Nada como um pensamento crítico e consciente para resolver pequenas questões que afetam toda a sociedade e rever “verdades” que são formadas por grupos de interesse.
PS: Não sou defensor do plástico só estou contribuindo com informações colhidas.
RESPOSTA: Os membros da FV não tem o perfil de ambientalista de escritório, isto é, aqueles que reclamam na mídia, querem seus 15 minutos de fama, mas não resolvem os problemas e só ficam gritando que o mundo está acabando mas sem apresentar nenhuma proposta para salvar o mundo. Nós da FV detectamos o problema, pesquisamos as soluções e finalmente as aplicamos, em uma união do primeiro, segundo setor e terceiro setor. Se ainda tiver dúvidas sobre a lei de sacolas plásticas e a nossa batalha contra a plastificação planetária ou ainda, perguntas sobre qualquer um de nossos projetos, por favor, entre em contato novamente que teremos o maior prazer em responder a todas as suas perguntas e assim quem sabe, ajudar a esclarecer dúvidas de outros leitores.
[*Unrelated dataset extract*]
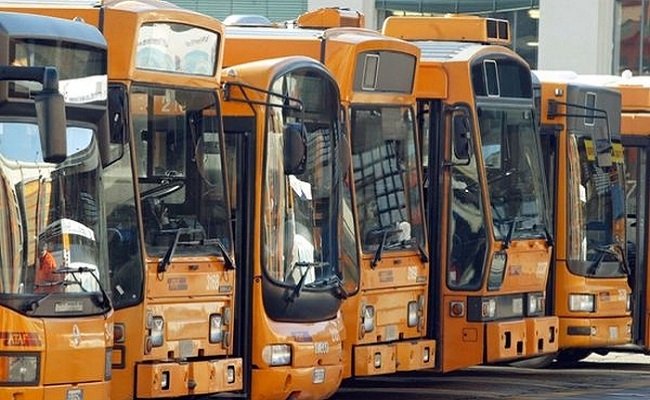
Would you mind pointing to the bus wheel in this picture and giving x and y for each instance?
(535, 362)
(567, 358)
Você também está convidado a participar do Fórum sobre o ciclo de vida de embalagens plásticas com foco no descarte final que ocorrerá no dia 19 de março de 2009, sexta-feira, na câmara municipal de Piracicaba, SP.
gostaria de receber um video ou informaçoes detalhadas sobre a construçao. materiais nescessarios par construçao do aquecedor solar caseiro com garrafas pet. fico no aguardo. muito obrigado
Ótima iniciativa!!!!
A inscrição pode ser via-email?
Pode sim.
ATENÇÃO: EM RESPOSTA AOS E-MAILS QUE ESTAMOS RECEBENDO E ÁQUELES QUE PROCURAM TAL INFORMAÇÃO, AS INSCRIÇÕES PARA O EVENTO PODERÃO SEREM FEITAS NO DIA DO EVENTO.
ACESSO PIRACICABA VIA AVIÃO: AEROPORTO DE VIRACOPOS – CAMPINAS. AEROPORTO DE CONGONHAS E CUMBICA – SÃO PAULO
ACESSO PIRACICABA VIA ÔNIBUS: SAÍDA DA RODOVIÁRIA TIETÊ EM SÃO PAULO, DE 30 EM 30 MINUTOS (VIAÇÃO PIRACICABANA – UMA HORA E QUARENTA DE VIAGEM). SAÍDA DA RODOVIÁRIA DE CAMPINAS: DE HORA EM HORA (VIAÇÃO AVA – 45 MINUTOS DE VIAGEM). SAÍDA DA RODOVIARIA DO RIO DE JANEIRO: 10H00 E 23H55 (VIAÇÃO COMETA-OITO HORAS E MEIA DE VIAGEM. CIDADES VIZINHAS À PIRACICABA TÊM SAÍDA DE ÔNIBUS. OUTRAS CAPITAIS TAMBÉM POSSUEM SAÍDA À PIRACICABA – CONSULTAR.
ACESSO PIRACICABA CARRO: PARA QUEM VÊM DE SÃO PAULO=RODOVIA ANHANGUERA OU RODOVIA DOS BANDEIRANTES – ENTRADA NA RODOVIA SP 304 – LUIZ DE QUEIRÓZ. OUTROS DESTINOS, PODE CONSULTAR VIA E-MAIL.